Mais l’Église a également pu et dû prononcer, de façon inexorable, un second mot d’ordre : NON POSSUMUS, NOUS NE POUVONS PAS. En de nombreuses occasions, l’Église a dû dire qu’il n’était pas licite de vouloir éliminer sa présence de la vie de la société, de réduire les droits de Dieu et de contribuer ainsi inexorablement à la dégradation de la vie humaine et sociale. Nous ne pouvons pas. À aucun moment de l’histoire, si souvent dramatique, en particulier de l’Europe, l’Église n’a reculé devant son devoir de dénoncer la légitimité de certaines idéologies, de certaines orientations culturelles, sociales et politiques, quitte à se retrouver toute seule.
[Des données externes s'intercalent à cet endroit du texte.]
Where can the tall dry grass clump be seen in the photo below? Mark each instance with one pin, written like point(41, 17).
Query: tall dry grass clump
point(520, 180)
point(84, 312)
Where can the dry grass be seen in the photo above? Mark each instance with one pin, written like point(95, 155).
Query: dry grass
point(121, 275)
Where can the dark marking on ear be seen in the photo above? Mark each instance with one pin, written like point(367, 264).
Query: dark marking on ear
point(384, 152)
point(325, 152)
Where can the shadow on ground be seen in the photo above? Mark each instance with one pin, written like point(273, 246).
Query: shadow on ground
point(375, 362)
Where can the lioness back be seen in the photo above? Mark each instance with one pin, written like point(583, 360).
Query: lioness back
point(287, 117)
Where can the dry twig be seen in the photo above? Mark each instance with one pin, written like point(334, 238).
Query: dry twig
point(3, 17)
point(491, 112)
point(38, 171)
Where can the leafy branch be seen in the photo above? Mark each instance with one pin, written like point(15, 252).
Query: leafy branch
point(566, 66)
L’Église, par son non possumus, n’a pas rompu le dialogue avec les hommes mais elle a refusé que les idéologies puissent avoir une prise significative sur son existence. Vouée à la défense du caractère sacré de la paternité et de la maternité, des événements les plus signifiants de la vie humaine – aujourd’hui fragilisés, ruinés et remplacés par des formes absolument inacceptables de vie en commun –, elle refuse ce qui, en s’opposant à elle, prétend avilir l’homme, le mystère de la vie, le mystère de l’amour.

L’Église ne pourra jamais dire seulement possumus, tout comme elle ne pourra jamais dire seulement non possumus. Fidèle à son devoir de mission, elle doit toujours rendre possible la rencontre entre le Christ et le cœur de l’homme, alterner les ouvertures et les refus, les approbations intellectuelles et morales et les oppositions à tout ce qui va contre les droits de Dieu et crée ainsi les conditions d’un déclin, d’une déshumanisation de la vie humaine et sociale, dont la société contemporaine nous donne un terrible exemple.
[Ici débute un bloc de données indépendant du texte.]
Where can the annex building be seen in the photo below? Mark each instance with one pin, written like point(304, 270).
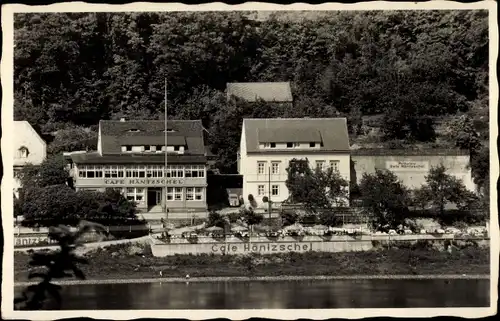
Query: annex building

Prenons garde, mes bien chers frères : si nous substituons au binôme possumus – non possumus, un possumus à sens unique, qui soumet la chrétienté à la mentalité dominante de ce monde, nous adhérons à son objectif négatif et diabolique : l’élimination du Christ et de l’Église. Nous ne pouvons accepter que trop d’événements, d’initiatives ou de tentatives de notre monde catholique si diversifié soient fortement conditionnés par la volonté de plaire au monde et de recevoir son appui.

Nous voulons voir le visage du Christ. Ce visage du Christ qui éclate dans la beauté de la liturgie et, comme y fait allusion le Saint-Père dans son message à ce pèlerinage, nous amène à sa gloire définitive. Ce visage est en même temps celui du Christ Ressuscité et du Souverain Juge. Nous ne voulons rien d’autre que plonger chaque jour le regard de notre intelligence et de notre cœur dans le visage très aimé du Seigneur. Afin que naisse une compréhension nouvelle, de nous et du monde. Nous voulons un cœur nouveau pour aimer chaque homme de ce monde comme un élément nouveau du mystère du Christ qui se révèle. Nous voulons apprécier l’utilité de notre époque et de notre vie seulement dans la mesure de l’affirmation du Christ qu’elles permettent et non dans celle de l’affirmation de notre puissance. Voici ce que nous voulons.

Confions à la Très Sainte Vierge Marie la Sainte Église de Dieu pour que la joie qui naît de la foi sache soutenir aussi le sacrifice de notre vie quotidienne, la nôtre comme celle de toute l’Église, afin de rendre inséparable un binôme qui semble impossible à la mentalité mondaine : joie et sacrifice. Ainsi soit-il.